The final issue before this Court is whether the Academy is a separate legal entity from CREC.2 The Academy argues that it is not an independent legal entity but instead a program operated by CREC, and, therefore cannot be sued as it is a nonentity. The Plaintiffs argue that the Academy is amenable to suit as a legal entity and is not protected by sovereign immunity.

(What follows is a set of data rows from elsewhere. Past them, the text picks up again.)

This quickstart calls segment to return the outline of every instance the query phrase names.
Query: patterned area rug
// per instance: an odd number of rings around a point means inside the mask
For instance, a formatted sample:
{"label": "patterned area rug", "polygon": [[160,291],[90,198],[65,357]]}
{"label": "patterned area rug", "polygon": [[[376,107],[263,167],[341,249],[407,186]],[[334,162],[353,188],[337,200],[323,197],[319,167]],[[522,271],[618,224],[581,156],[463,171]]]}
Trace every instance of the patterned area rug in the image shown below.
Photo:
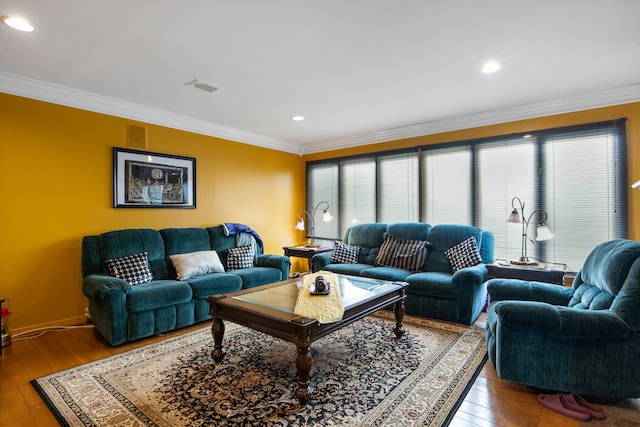
{"label": "patterned area rug", "polygon": [[379,312],[315,342],[306,405],[293,344],[226,322],[33,380],[68,426],[443,426],[486,361],[483,330]]}

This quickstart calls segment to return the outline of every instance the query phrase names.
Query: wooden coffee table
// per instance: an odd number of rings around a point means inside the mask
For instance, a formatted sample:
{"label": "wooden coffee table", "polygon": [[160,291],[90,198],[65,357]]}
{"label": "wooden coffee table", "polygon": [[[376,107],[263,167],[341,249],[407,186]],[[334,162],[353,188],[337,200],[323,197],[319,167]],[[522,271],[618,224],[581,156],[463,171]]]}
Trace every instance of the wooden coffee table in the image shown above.
{"label": "wooden coffee table", "polygon": [[307,402],[313,394],[309,373],[312,364],[310,349],[314,341],[390,305],[394,305],[396,324],[393,331],[396,337],[400,338],[405,332],[402,321],[408,283],[345,275],[336,277],[344,316],[334,323],[321,324],[316,319],[293,313],[302,278],[208,297],[209,314],[213,317],[214,349],[211,356],[219,363],[226,354],[222,345],[224,320],[291,342],[298,350],[298,386],[294,394],[301,402]]}

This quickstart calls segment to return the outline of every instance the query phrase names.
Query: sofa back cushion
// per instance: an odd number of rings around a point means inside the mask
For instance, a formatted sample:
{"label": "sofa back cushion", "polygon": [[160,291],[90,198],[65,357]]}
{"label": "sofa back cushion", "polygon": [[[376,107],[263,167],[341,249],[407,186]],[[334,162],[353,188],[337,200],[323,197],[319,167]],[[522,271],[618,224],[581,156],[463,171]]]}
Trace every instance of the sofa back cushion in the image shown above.
{"label": "sofa back cushion", "polygon": [[356,224],[347,228],[342,240],[347,245],[360,246],[360,263],[375,265],[386,231],[387,224]]}
{"label": "sofa back cushion", "polygon": [[574,287],[586,283],[615,296],[639,257],[640,242],[618,239],[601,243],[587,256]]}
{"label": "sofa back cushion", "polygon": [[569,306],[610,308],[640,330],[640,242],[616,239],[596,246],[573,282]]}
{"label": "sofa back cushion", "polygon": [[[220,261],[222,261],[222,264],[224,265],[225,271],[228,271],[229,264],[227,262],[227,249],[238,247],[236,236],[240,236],[240,234],[227,236],[224,233],[224,227],[222,225],[208,227],[206,230],[209,234],[209,244],[211,246],[211,249],[218,252],[218,256],[220,257]],[[260,254],[260,249],[257,247],[257,245],[255,248],[255,253],[256,256]]]}
{"label": "sofa back cushion", "polygon": [[[131,228],[103,233],[99,236],[102,262],[147,252],[154,279],[167,279],[164,242],[158,230]],[[103,272],[107,272],[106,269]]]}
{"label": "sofa back cushion", "polygon": [[[483,244],[483,234],[484,233],[481,230],[470,225],[434,225],[429,231],[429,235],[427,237],[427,240],[431,243],[431,247],[429,248],[429,257],[425,262],[425,271],[451,273],[453,268],[449,258],[447,257],[446,251],[470,237],[474,237],[476,239],[476,245],[480,250],[480,254],[483,255],[481,249]],[[491,254],[491,258],[492,257],[493,253]],[[484,257],[483,262],[487,262]]]}
{"label": "sofa back cushion", "polygon": [[387,226],[387,233],[407,240],[428,240],[431,225],[422,222],[396,222]]}
{"label": "sofa back cushion", "polygon": [[165,228],[160,230],[164,240],[165,258],[169,276],[177,277],[171,255],[211,250],[209,233],[204,228]]}

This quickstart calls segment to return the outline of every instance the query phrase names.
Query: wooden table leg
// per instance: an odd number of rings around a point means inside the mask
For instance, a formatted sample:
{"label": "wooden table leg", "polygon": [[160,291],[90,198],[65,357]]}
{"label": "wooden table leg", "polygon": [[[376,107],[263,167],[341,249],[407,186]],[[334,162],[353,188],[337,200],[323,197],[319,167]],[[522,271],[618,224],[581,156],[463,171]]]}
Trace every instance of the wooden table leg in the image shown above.
{"label": "wooden table leg", "polygon": [[298,371],[298,387],[294,395],[301,403],[307,403],[313,394],[313,387],[309,385],[309,373],[311,372],[311,346],[298,345],[296,356],[296,370]]}
{"label": "wooden table leg", "polygon": [[396,315],[396,327],[393,329],[393,332],[396,333],[396,337],[400,338],[404,335],[404,325],[402,321],[404,320],[404,300],[398,301],[393,307],[393,313]]}
{"label": "wooden table leg", "polygon": [[211,325],[211,333],[213,334],[213,351],[211,357],[216,362],[221,362],[227,350],[222,346],[222,338],[224,337],[224,322],[222,319],[213,318]]}

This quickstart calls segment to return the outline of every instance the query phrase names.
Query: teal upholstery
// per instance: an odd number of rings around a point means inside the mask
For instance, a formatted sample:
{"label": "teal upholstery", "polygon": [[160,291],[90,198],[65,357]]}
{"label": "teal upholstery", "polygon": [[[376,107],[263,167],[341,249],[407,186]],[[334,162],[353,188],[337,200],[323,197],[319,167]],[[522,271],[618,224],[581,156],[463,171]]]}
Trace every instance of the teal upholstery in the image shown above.
{"label": "teal upholstery", "polygon": [[[431,244],[420,272],[375,265],[385,233],[401,239],[426,240]],[[453,272],[445,251],[475,237],[482,263]],[[345,231],[344,243],[360,246],[357,264],[331,261],[332,252],[311,258],[312,271],[327,270],[383,280],[406,281],[407,313],[470,325],[486,304],[486,263],[493,262],[494,239],[488,231],[457,224],[402,222],[357,224]]]}
{"label": "teal upholstery", "polygon": [[571,287],[492,279],[485,337],[500,378],[640,397],[640,242],[596,246]]}
{"label": "teal upholstery", "polygon": [[[127,229],[85,236],[82,240],[82,289],[89,299],[95,328],[111,345],[119,345],[211,318],[206,298],[242,288],[279,282],[289,277],[291,261],[284,255],[261,254],[255,267],[176,279],[171,255],[215,250],[225,271],[225,250],[236,237],[222,227]],[[153,281],[132,286],[109,275],[105,261],[147,252]]]}

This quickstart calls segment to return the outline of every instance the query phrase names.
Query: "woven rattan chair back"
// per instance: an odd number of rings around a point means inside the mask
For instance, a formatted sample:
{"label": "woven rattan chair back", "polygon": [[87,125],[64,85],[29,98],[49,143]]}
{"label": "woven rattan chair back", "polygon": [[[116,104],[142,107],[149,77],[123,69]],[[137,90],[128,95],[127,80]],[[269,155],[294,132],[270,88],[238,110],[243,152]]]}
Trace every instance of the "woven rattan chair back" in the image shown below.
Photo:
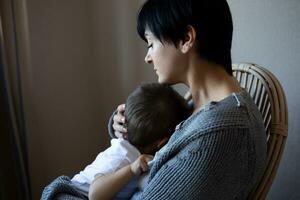
{"label": "woven rattan chair back", "polygon": [[[276,175],[288,135],[288,109],[284,91],[267,69],[250,63],[233,64],[233,75],[252,96],[262,114],[267,134],[267,165],[249,200],[266,198]],[[185,98],[191,99],[186,93]]]}
{"label": "woven rattan chair back", "polygon": [[276,175],[288,135],[288,109],[284,91],[267,69],[250,63],[233,65],[233,75],[255,101],[267,133],[267,165],[248,199],[265,199]]}

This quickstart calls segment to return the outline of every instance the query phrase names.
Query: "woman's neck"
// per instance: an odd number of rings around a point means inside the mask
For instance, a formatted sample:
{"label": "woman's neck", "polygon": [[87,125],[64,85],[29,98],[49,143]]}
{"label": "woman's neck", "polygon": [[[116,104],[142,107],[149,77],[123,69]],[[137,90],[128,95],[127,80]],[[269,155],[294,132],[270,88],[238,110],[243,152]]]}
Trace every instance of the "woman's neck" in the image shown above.
{"label": "woman's neck", "polygon": [[187,73],[187,85],[194,102],[194,112],[211,101],[220,101],[241,90],[239,83],[222,67],[202,61]]}

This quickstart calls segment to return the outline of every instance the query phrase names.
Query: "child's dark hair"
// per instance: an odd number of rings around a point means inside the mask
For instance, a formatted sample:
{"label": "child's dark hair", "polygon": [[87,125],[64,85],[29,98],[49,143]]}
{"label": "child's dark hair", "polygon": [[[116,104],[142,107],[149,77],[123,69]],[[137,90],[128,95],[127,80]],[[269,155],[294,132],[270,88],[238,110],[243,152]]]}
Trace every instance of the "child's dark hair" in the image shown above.
{"label": "child's dark hair", "polygon": [[139,150],[170,137],[178,123],[189,116],[185,99],[166,84],[142,84],[127,98],[128,141]]}
{"label": "child's dark hair", "polygon": [[196,31],[198,55],[231,69],[232,17],[226,0],[148,0],[137,18],[137,30],[146,41],[149,29],[162,43],[178,47],[188,26]]}

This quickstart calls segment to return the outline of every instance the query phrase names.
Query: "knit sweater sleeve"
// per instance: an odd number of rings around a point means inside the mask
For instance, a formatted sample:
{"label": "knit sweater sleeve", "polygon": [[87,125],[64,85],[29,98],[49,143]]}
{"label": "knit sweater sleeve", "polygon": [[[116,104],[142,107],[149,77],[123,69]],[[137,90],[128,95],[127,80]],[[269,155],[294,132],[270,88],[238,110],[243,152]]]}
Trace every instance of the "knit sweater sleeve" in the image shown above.
{"label": "knit sweater sleeve", "polygon": [[231,127],[190,138],[180,152],[154,166],[137,199],[245,199],[255,170],[249,137],[247,128]]}

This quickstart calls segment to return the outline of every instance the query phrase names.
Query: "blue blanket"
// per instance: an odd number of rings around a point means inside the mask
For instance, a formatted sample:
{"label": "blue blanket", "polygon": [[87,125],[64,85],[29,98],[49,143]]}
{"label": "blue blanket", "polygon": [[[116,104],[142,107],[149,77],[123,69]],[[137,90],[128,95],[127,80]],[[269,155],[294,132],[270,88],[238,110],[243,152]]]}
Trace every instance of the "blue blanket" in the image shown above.
{"label": "blue blanket", "polygon": [[41,200],[88,200],[76,190],[67,176],[60,176],[44,188]]}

"It is elemental that in order to confer jurisdiction on the court the CT Page 5022 plaintiff must have an actual legal existence, that is he or it must be a person in law or a legal entity with legal capacity to sue." (Internal quotation marks omitted.) Isaac v. Mount Sinai Hospital, 3 Conn. App. 598,600, 490 A.2d 1024, cert. denied, 196 Conn. 807, 494 A.2d 494 (1985). Entities without a legal existence cannot be sued or sue. Id.; see alsoGMA Yacht Sales v. Skagit Maine Distributing, Inc., Superior Court, judicial district of Fairfield at Bridgeport, Docket No. 364155 (September 7, 2000, Skolnick, J.) (28 Conn.L.Rptr. 227). Synodi attests that "[t]he Academy is not and has never been a legal entity in and of itself, but is only the name for a program run by CREC." (Synodi Affidavit, ¶ 8.) Synodi continues that "[t]he Academy is not and has never been a corporation, partnership, natural person or other legal entity" and that it "has never had a legal existence apart from CREC." (Synodi Affidavit, ¶ 9 and ¶ 10.) The Plaintiffs fail to produce any documentation to the contrary. Thus, the Court finds that the Academy is not a legal entity capable of being sued.
The Defendants' motion to dismiss the complaint is granted.